Microsoft buys Minecraft-maker Mojang for $2.5B
Microsoft will acquire the maker of the popular game Minecraft for $2.5 billion.
The technology company said it will buy Stockholm-based game maker Mojang. Minecraft, which lets users build in and explore a virtual world, has been downloaded 100 million times on PC alone since its launch in 2009. It is the most popular online game on Xbox, and the top paid app for Apple's iOS and Google's Android operating system in the U.S.
The deal is expected to close in late 2014. Microsoft expects the acquisition to be break-even in fiscal 2015.
Microsoft is primarily known for business software like Word and Outlook. But this acquisition will help Microsoft expand its gaming division which also includes game franchises such as the Halo shooter game and Forza racing game.
CBC’s technology expert Jesse Wente says Microsoft isn't buying a game so much as Minecraft’s network of users.
Microsoft may also be interested in the potential to create an interesting virtual space with strong visual elements, he told CBC's Metro Morning.
"What if Microsoft, with Minecraft, builds the successor to the web. We’ll call it 'Mega-Minecraft,' in which you take every Minecraft server that every pubescent kid has created, stitch it together and create one single virtual environment," Wente said.
"It would be more graphically friendly than the web. It would be more game-friendly than the web and you’ll have over 100 million people building it.

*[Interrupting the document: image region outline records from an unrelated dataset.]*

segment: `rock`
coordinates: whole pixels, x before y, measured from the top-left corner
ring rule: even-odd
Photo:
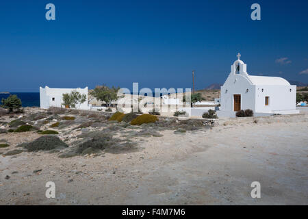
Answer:
[[[40,170],[35,170],[33,171],[33,173],[36,173],[36,174],[38,174],[38,173],[39,173],[39,172],[41,172],[41,171],[42,171],[42,169],[40,169]]]

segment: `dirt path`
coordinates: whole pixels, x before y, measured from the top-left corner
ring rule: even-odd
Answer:
[[[1,157],[0,204],[307,205],[307,131],[308,123],[220,125],[162,131],[126,154]],[[45,197],[47,181],[55,198]],[[253,181],[261,198],[251,196]]]

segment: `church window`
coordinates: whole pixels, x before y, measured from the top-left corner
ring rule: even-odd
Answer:
[[[266,96],[266,105],[268,105],[268,104],[270,103],[270,96]]]
[[[240,64],[238,64],[236,66],[236,73],[240,73]]]

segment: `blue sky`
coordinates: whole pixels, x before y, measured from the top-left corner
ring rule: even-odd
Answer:
[[[307,27],[308,1],[3,0],[0,91],[185,88],[193,69],[202,89],[224,81],[238,52],[249,74],[308,83]]]

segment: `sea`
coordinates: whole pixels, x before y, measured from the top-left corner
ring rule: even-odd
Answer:
[[[0,100],[3,98],[6,99],[12,94],[17,95],[17,97],[21,100],[23,107],[40,106],[39,92],[10,92],[10,94],[0,94]]]

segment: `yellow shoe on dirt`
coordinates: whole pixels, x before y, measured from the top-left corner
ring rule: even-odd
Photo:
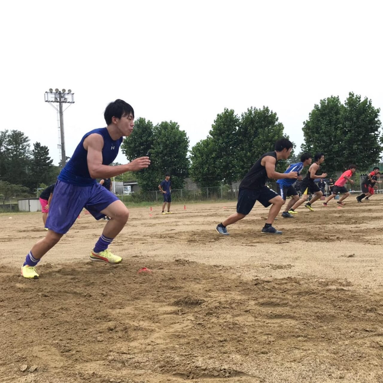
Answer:
[[[39,275],[36,272],[36,268],[34,266],[28,266],[28,265],[23,266],[20,270],[20,273],[21,277],[23,277],[25,278],[39,279]]]
[[[90,260],[92,261],[102,261],[111,264],[119,263],[122,260],[122,258],[118,255],[112,254],[110,250],[106,249],[99,253],[95,253],[92,251],[89,255]]]
[[[307,208],[310,211],[314,211],[314,209],[311,207],[311,205],[309,205],[306,203],[304,205],[304,207]]]

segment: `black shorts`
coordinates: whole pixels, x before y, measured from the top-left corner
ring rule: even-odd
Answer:
[[[344,194],[345,193],[347,193],[347,189],[344,186],[337,186],[335,185],[334,189],[332,189],[332,194]]]
[[[166,194],[162,194],[162,196],[164,196],[164,202],[172,202],[172,195],[170,193],[168,192]]]
[[[277,192],[283,199],[284,201],[286,201],[286,197],[298,195],[293,186],[283,186],[281,188],[281,185],[278,183],[277,183]]]
[[[368,185],[367,183],[362,183],[362,192],[367,194],[368,192],[369,187],[370,185]]]
[[[314,182],[314,180],[309,180],[306,178],[304,178],[301,183],[301,190],[302,194],[309,194],[320,192],[318,183]]]
[[[269,201],[278,196],[277,193],[267,186],[255,189],[240,188],[237,213],[247,215],[254,207],[256,201],[259,201],[267,208],[271,205]]]

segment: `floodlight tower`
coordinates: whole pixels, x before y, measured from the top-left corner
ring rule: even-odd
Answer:
[[[60,133],[61,137],[61,167],[65,165],[66,163],[66,157],[65,155],[65,142],[64,139],[64,112],[70,106],[71,104],[74,103],[74,100],[73,97],[74,93],[72,93],[70,89],[68,89],[67,92],[65,89],[61,91],[56,88],[53,92],[53,90],[51,88],[49,92],[45,92],[45,102],[49,103],[52,107],[54,108],[58,112],[60,115]],[[54,103],[59,104],[59,109],[53,105]],[[65,109],[62,110],[62,104],[69,104],[69,105]]]

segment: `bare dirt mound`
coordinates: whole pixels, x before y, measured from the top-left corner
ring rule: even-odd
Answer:
[[[144,262],[3,268],[0,381],[381,381],[381,291]]]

I think that’s what Microsoft is doing," he added.
In a blog post, Mojang said its founders, Markus Persson, known as Notch, Carl Manneh, and Jakob Porsér are leaving the company.
Microsoft bought Nokia’s phone business for $7.3 billion in April and is also seeking to boost Microsoft’s Windows Phone system, which has gained little traction against Apple’s iPhones and Google’s Android system.

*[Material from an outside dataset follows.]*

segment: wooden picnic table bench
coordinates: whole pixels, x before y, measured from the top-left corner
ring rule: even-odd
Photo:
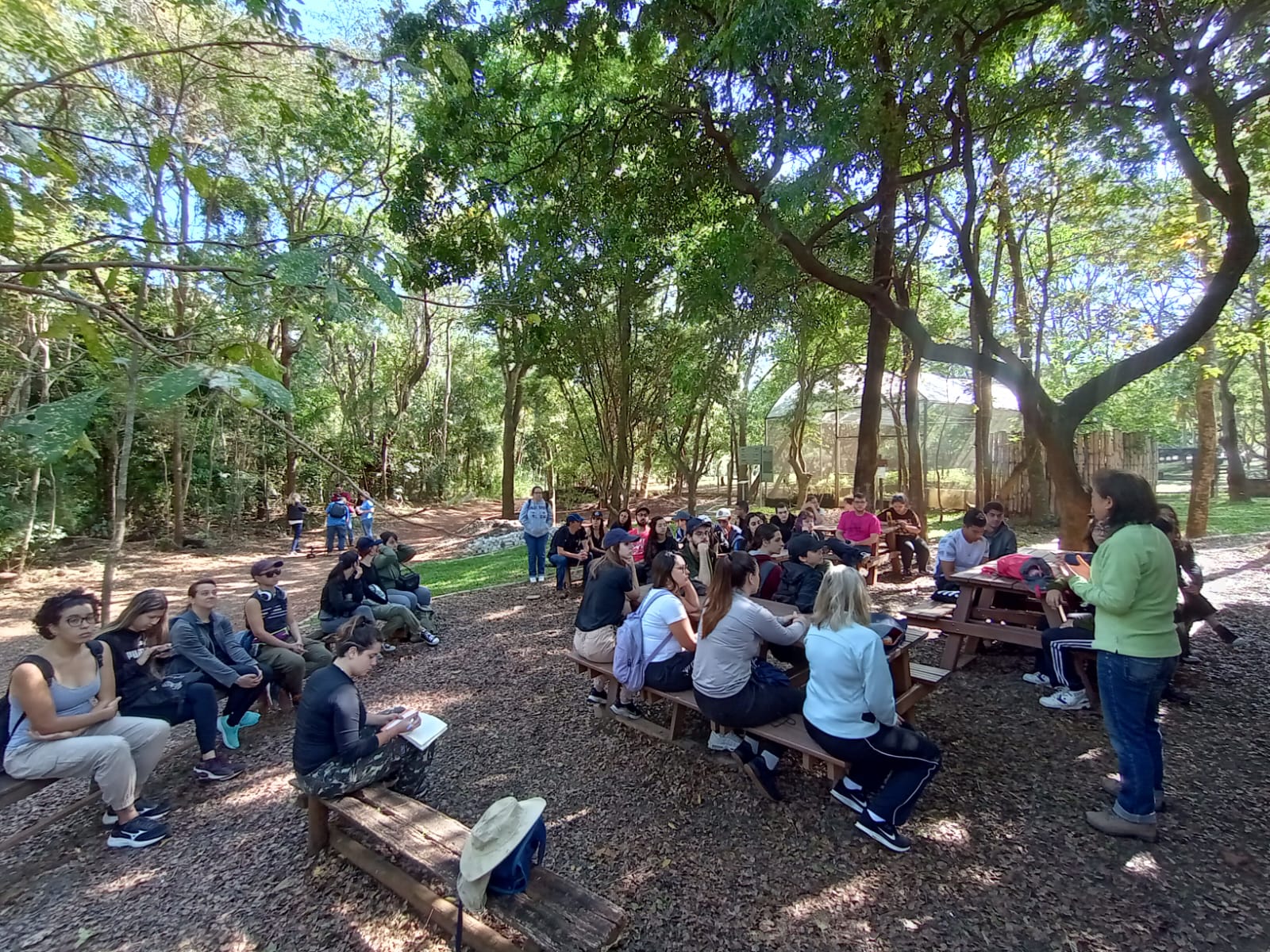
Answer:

Microsoft CEO Satya Nadella has made mobile phones and Internet services priorities for the company as its traditional businesses — Windows and Office software installed on desktops — slow down or decline.
“We believe the acquisition of the ubiquitous Minecraft game (almost 54 million copies sold) strategically makes sense as Microsoft looks for ways to drive users toward its nascent mobile hardware business, where it can leverage and cross-sell a wide range of its higher-margin software (e.g., Office 365, Windows),” FBR Capital Markets analyst Daniel Ives said in a client note.